Commercial crude oil inventories fell more than expected again last week in the United States, according to figures released Wednesday by the U.S. Energy Information Administration (EIA), driven by a rebound in demand.
Commercial and strategic reserves are declining
In the week ended April 21, commercial reserves contracted by 5.1 million barrels, more than three times the 1.5 million expected by analysts, according to a Bloomberg consensus. The decline is all the more remarkable given that, at the same time, U.S. strategic reserves (SPR) also fell, by 1.1 million barrels.
The decline in inventories was partly due to a further acceleration in U.S. refinery activity, with the utilization rate rising to 91.3% from 91.0% the previous week, the highest since late December. Another element of explanation is the rise in exports (+5%), while imports have remained almost stable (+1%). The decline in inventories was also due to a rebound in demand, with a 4.6% increase in refined product shipments over one week.
Oil is up 11.6% on a week
For once, gasoline stood out, with a rise of 11.6% over one week. Gasoline volumes delivered in the U.S. last week reached their highest weekly level in 16 months. As a result of this renewed appetite, gasoline inventories fell by 2.4 million barrels, more than double the expected 1.1 million.

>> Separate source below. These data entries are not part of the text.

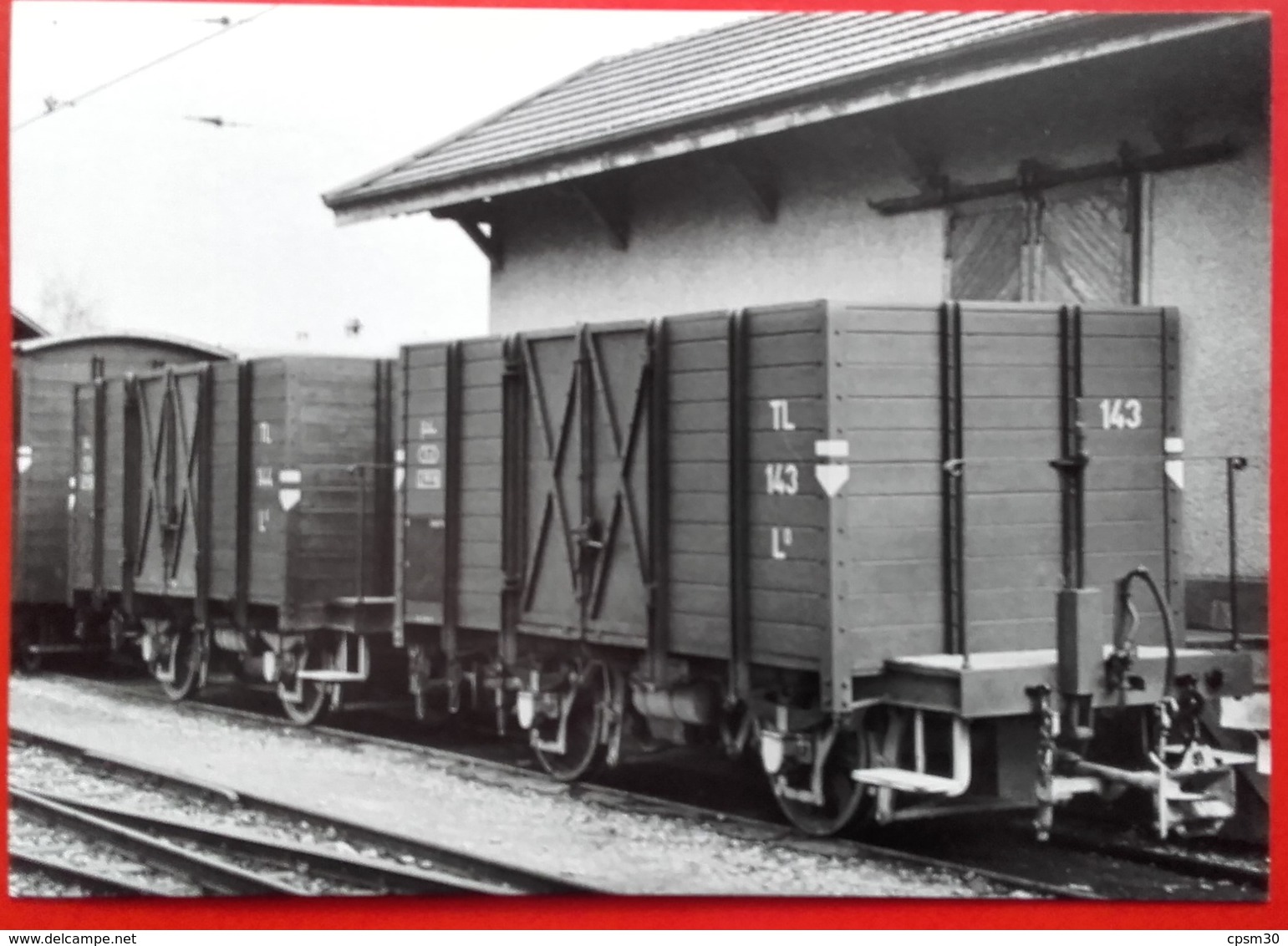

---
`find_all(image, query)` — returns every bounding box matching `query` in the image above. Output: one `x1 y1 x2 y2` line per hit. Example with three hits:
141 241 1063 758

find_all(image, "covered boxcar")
12 332 232 668
69 357 393 722
395 303 1252 836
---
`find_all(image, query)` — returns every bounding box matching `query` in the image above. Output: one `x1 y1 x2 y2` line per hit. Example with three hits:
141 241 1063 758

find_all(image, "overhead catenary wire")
9 4 281 133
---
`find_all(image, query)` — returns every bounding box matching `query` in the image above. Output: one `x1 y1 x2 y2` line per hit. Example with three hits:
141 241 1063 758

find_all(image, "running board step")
850 767 957 796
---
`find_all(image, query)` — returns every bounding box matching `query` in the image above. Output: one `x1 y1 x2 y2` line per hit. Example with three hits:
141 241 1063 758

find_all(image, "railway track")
9 729 600 896
18 677 1269 900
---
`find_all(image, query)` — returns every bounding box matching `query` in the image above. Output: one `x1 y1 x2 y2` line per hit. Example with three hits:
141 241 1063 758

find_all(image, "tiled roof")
323 13 1257 212
9 305 49 341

This is a significant improvement in a market concerned about the lack of demand in the United States and the rest of the world. “Despite these consistent declines, prices remained in the red as demand concerns and recession fears overshadowed the rather positive EIA numbers” for prices, commented Matt Smith of Kpler. Around 15:20, the barrel of Brent North Sea for delivery in June was down 0.37% to 80.47 dollars.